OSHA Requests Information on Potential Changes to Lockout/Tagout Standard Including Addressing Robotic Technology
Tuesday, May 21, 2019

OSHA’s Lockout/Tagout Standard at 29 C.F.R. 1910.147 regulates the control of exposure to unexpected energization during service and maintenance on machines or equipment. On May 18, 2019, OSHA issued a Request for Information (RFI) seeking “information regarding two areas where modernizing the Lockout/Tagout standard might better promote worker safety without additional burdens to employers: control circuit type devices and robotics.”

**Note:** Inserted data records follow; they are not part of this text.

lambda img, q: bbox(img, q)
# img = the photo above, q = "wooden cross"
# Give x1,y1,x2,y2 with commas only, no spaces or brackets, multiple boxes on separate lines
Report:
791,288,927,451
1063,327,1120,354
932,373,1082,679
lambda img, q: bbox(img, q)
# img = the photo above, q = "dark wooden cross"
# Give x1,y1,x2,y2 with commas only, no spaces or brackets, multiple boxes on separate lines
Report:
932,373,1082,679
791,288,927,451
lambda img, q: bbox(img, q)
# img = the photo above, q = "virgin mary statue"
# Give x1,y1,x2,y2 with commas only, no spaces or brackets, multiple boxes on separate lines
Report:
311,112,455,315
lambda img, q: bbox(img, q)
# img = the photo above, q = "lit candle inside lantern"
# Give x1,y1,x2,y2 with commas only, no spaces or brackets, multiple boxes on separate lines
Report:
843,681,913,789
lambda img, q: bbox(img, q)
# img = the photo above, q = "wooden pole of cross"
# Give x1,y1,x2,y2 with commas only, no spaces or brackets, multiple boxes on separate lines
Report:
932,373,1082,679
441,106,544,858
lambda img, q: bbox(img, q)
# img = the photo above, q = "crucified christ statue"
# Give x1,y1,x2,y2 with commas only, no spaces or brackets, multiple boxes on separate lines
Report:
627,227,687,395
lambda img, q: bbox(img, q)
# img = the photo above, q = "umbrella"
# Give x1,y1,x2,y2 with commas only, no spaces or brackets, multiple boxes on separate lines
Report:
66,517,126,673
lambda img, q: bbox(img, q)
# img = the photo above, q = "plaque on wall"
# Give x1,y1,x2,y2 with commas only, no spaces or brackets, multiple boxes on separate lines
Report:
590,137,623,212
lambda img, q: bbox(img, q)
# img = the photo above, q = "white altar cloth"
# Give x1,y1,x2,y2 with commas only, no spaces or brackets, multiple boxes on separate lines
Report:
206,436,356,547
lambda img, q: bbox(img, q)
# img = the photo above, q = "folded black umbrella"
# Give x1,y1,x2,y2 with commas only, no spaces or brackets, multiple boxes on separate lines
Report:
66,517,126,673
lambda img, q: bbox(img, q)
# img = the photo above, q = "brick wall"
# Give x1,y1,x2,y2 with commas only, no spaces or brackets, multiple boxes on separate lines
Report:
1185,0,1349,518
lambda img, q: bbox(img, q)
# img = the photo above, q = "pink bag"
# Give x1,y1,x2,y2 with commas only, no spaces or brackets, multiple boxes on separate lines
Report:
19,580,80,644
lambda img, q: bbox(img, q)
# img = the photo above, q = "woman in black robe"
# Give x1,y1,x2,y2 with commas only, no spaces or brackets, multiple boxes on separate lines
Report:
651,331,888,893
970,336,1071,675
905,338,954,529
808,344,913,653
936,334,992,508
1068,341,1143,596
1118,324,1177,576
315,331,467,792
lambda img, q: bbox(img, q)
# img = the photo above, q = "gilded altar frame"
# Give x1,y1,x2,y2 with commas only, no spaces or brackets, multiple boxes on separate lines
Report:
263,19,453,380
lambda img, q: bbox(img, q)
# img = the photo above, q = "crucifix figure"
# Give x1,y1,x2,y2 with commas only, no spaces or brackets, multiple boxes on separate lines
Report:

Control Circuit Type Devices

OSHA’s Lockout/Tagout standard currently requires that all sources of energy, including energy stored in the machine itself, be controlled during servicing and maintenance of machines and equipment using an energy-isolating device (EID). But control circuit type devices are specifically excluded from OSHA’s definition of an EID. Because of technological advances since the standard was issued in 1989, OSHA has recognized that control circuit type devices may be at least as safe as EIDs. OSHA requests information, data, and comments that would assist the agency in determining under what conditions control circuit type devices could safely be used for the control of hazardous energy.

Robotics

When OSHA adopted the Lockout/Tagout standard in 1989, the agency could not have contemplated the recent and rapid advancement in robotic systems. These systems can now move independently and adapt to new circumstances and information in a workplace – – machines that “think” while they work.

Enforcement of the standard when applied to robotics can have serious consequences. OSHA can penalize “Serious” violations up to $13,260 per infraction. An even more significant threat lies not in monetary penalties, but in abatement requirements. If the agency requires a manufacturer to discontinue the use of its robotic systems, such a move could debilitate operations.

Strict adherence to the standard could introduce logistical problems. Some newer systems have such precise calibrations that deenergizing them could introduce inaccuracies that would render the system ineffective. In other cases, deenergized systems incur costly slowdowns or shutdowns, making operations prohibitively expensive, and possibly less safe. To deal with this, many robotic systems have been designed to undergo maintenance without deenergizing them in a safe manner, a potential violation of the standard.

Increasingly, manufacturers and other employers have asked OSHA to embrace safe robotic systems, often through requests for variances from the standard. OSHA may grant a variance to an employer if it can demonstrate that the infeasibility of deenergization and the safety features that make maintenance of an energized system as safe as or even safer than adherence to the standard.

In response to these developments, OSHA is requesting comment from stakeholders on a potential update to the standard to accommodate the use of the evolving technology of robotics, as well as the use of control-circuit type devices to isolate energy.